Stable Dividends under Linear-Quadratic Optimization

TL;DR

This paper develops a framework for optimizing stable dividends in risky businesses using linear-quadratic criteria, bridging actuarial risk models and diffusion models by deriving explicit optimal affine strategies for general Lévy processes.

Contribution

It introduces a novel approach to dividend optimization that explicitly incorporates stability demands within a linear-quadratic framework for Lévy processes.

Findings

Derived explicit optimal affine dividend strategies.

Characterized the value function via Hamilton-Jacobi-Bellman equation.

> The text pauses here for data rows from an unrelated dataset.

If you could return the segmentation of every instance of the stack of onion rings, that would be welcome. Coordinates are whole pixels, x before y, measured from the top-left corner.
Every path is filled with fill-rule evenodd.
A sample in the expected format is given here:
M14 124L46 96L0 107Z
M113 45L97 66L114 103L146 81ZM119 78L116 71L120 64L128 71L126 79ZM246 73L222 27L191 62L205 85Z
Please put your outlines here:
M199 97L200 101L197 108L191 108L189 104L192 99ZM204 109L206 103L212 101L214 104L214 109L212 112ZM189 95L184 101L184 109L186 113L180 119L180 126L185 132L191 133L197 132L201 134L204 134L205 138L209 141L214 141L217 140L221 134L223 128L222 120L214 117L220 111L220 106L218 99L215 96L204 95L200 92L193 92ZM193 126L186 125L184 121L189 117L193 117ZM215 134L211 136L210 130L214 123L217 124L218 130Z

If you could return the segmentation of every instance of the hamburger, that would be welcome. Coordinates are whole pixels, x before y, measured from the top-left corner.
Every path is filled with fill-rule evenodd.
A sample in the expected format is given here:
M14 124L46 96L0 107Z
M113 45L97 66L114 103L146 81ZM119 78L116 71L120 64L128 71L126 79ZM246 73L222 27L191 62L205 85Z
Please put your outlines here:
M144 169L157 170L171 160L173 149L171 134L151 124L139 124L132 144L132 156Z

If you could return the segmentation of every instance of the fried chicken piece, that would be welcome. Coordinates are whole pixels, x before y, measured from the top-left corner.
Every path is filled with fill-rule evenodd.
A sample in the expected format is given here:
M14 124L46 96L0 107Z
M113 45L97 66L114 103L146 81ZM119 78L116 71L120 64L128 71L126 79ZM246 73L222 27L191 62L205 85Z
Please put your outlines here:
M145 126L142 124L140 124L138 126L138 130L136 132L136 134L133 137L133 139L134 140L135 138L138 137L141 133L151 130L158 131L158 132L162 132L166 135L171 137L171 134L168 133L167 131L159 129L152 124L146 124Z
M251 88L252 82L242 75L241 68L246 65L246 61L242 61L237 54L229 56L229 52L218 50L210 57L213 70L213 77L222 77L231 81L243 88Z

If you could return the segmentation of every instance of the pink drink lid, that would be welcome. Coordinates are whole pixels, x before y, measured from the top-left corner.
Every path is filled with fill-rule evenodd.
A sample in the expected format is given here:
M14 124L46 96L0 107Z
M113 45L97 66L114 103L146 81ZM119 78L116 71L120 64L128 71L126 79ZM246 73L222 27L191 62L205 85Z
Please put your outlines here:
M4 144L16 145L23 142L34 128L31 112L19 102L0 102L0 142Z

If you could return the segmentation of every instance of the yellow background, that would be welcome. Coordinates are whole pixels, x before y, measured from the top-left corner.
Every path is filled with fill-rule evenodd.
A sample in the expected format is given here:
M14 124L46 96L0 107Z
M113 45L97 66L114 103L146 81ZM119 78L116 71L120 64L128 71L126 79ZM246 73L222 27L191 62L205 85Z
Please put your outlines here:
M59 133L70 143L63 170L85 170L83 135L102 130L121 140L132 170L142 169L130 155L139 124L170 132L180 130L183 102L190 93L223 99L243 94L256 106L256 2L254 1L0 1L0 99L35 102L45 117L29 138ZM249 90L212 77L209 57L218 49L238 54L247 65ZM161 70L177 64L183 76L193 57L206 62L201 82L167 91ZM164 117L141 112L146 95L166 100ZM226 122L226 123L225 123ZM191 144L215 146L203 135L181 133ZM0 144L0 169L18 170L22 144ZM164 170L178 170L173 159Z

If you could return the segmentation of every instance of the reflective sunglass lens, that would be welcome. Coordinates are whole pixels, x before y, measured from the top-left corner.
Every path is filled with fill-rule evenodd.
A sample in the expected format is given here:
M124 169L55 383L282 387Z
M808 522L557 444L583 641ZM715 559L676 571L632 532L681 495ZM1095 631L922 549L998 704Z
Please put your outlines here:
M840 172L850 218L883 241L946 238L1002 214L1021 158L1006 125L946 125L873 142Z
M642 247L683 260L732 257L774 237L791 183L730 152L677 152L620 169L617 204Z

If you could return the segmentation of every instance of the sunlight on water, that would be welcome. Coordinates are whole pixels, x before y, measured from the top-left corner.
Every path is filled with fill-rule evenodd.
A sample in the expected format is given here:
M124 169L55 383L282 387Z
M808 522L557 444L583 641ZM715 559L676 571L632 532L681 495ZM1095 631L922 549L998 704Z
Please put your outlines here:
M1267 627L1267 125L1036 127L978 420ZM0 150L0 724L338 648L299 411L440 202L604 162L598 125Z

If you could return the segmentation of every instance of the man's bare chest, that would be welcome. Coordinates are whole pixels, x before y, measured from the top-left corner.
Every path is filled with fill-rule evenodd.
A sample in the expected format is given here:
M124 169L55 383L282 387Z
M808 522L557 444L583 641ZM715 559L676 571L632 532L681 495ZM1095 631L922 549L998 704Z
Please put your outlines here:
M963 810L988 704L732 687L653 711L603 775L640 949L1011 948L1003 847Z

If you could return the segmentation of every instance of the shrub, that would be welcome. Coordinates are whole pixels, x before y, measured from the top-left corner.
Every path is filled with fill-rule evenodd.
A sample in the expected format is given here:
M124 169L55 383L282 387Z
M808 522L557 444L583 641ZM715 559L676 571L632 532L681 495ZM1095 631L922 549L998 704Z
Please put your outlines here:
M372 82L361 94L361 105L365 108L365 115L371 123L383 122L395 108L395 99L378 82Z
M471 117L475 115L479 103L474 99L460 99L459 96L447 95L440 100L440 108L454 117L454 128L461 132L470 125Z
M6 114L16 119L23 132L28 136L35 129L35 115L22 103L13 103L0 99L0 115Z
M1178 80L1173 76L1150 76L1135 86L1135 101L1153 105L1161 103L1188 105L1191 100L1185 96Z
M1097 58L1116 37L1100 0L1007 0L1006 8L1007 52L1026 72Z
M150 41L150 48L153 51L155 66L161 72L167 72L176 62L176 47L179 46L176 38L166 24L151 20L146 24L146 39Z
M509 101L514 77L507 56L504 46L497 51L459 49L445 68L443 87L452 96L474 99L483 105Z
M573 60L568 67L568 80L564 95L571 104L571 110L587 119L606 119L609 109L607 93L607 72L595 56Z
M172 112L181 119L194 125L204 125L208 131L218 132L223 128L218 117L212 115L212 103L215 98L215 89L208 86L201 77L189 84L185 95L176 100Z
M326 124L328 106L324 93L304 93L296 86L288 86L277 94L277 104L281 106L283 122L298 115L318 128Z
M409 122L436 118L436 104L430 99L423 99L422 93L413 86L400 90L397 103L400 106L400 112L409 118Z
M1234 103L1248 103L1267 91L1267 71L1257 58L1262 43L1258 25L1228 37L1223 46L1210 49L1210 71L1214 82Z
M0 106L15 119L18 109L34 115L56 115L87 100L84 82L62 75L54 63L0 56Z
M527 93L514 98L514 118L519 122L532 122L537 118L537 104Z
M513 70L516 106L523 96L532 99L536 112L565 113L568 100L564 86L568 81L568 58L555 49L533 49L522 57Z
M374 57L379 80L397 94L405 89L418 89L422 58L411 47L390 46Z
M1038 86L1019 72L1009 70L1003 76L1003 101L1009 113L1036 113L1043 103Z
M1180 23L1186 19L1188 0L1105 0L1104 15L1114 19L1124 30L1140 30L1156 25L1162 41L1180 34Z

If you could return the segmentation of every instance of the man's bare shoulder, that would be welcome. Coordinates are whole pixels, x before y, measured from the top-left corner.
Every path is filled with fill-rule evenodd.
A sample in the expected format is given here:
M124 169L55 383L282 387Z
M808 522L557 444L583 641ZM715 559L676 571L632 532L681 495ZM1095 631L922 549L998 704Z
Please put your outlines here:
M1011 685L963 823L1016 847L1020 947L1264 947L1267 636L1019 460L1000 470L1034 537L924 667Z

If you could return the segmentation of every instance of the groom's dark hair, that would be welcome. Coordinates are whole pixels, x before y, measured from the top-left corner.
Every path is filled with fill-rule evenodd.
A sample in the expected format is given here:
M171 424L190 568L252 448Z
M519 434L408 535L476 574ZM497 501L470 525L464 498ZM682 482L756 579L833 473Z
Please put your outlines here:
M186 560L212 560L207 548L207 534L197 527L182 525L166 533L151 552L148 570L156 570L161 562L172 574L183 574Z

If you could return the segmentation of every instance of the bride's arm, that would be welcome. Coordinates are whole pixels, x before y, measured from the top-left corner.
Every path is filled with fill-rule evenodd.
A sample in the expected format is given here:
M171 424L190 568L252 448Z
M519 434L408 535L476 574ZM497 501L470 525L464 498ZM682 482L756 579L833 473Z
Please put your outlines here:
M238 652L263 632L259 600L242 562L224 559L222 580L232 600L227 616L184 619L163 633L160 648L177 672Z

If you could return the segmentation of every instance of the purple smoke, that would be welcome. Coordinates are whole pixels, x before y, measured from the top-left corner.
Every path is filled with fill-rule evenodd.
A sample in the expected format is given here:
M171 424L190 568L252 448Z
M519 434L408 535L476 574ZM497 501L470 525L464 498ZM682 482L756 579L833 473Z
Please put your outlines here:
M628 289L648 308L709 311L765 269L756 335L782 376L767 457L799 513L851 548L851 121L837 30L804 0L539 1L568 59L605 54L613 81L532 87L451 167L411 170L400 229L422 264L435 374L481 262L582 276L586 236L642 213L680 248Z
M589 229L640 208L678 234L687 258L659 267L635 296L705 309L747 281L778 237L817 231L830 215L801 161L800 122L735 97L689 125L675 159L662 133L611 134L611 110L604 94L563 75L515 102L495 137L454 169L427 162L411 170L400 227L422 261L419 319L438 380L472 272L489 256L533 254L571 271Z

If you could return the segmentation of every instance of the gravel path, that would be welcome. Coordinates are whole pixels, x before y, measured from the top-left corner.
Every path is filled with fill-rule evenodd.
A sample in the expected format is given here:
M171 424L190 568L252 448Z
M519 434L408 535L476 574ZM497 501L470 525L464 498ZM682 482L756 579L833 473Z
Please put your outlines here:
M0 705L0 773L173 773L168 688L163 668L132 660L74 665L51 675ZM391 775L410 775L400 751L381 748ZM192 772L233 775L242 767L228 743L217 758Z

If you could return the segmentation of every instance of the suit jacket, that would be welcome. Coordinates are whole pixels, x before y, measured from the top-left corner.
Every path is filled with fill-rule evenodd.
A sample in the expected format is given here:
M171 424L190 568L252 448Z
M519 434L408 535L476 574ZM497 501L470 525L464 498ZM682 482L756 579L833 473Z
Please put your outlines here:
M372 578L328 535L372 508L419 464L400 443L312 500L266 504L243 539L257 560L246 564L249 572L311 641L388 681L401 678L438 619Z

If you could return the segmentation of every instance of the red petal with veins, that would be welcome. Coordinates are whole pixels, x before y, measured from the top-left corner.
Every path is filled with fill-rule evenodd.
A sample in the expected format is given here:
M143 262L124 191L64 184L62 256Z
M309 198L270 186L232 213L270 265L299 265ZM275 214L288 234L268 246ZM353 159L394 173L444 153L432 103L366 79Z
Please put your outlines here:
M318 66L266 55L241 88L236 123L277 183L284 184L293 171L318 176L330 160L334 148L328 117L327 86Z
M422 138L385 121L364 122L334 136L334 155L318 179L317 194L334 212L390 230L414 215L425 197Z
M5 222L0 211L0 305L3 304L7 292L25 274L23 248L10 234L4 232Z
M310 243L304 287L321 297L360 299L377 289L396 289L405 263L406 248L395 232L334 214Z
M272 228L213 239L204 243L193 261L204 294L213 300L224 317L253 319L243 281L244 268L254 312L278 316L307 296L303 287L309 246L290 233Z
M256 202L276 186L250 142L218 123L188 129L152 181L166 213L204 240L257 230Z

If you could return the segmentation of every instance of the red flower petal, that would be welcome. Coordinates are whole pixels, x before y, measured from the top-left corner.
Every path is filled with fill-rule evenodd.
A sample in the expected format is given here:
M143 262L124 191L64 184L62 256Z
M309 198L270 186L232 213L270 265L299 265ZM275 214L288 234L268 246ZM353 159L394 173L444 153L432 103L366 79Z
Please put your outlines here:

Compared stability-focused strategies with classical expected value maximization.

Abstract

The optimization criterion for dividends from a risky business is most often formalized in terms of the expected present value of future dividends. That criterion disregards a potential, explicit demand for stability of dividends. In particular, within actuarial risk theory, maximization of future dividends have been intensively studied as the so-called de Finetti problem. However, there the optimal strategies typically become so-called barrier strategies. These are far from stable and suboptimal affine dividend strategies have therefore received attention recently. In contrast, in the class of linear-quadratic problems a demand for stability if explicitly stressed. These have most often been studied in diffusion models different from the actuarial risk models. We bridge the gap between these patterns of thinking by deriving optimal affine dividend strategies under a linear-quadratic criterion for a general L\'evy process. We characterize the value function by the Hamilton-Jacobi-Bellman equation, solve it, and compare the objective and the optimal controls to the classical objective of maximizing expected present value of future dividends. Thereby we provide a framework within which stability of dividends from a risky business, as e.g. in classical risk theory, is explicitly demanded and explicitly obtained.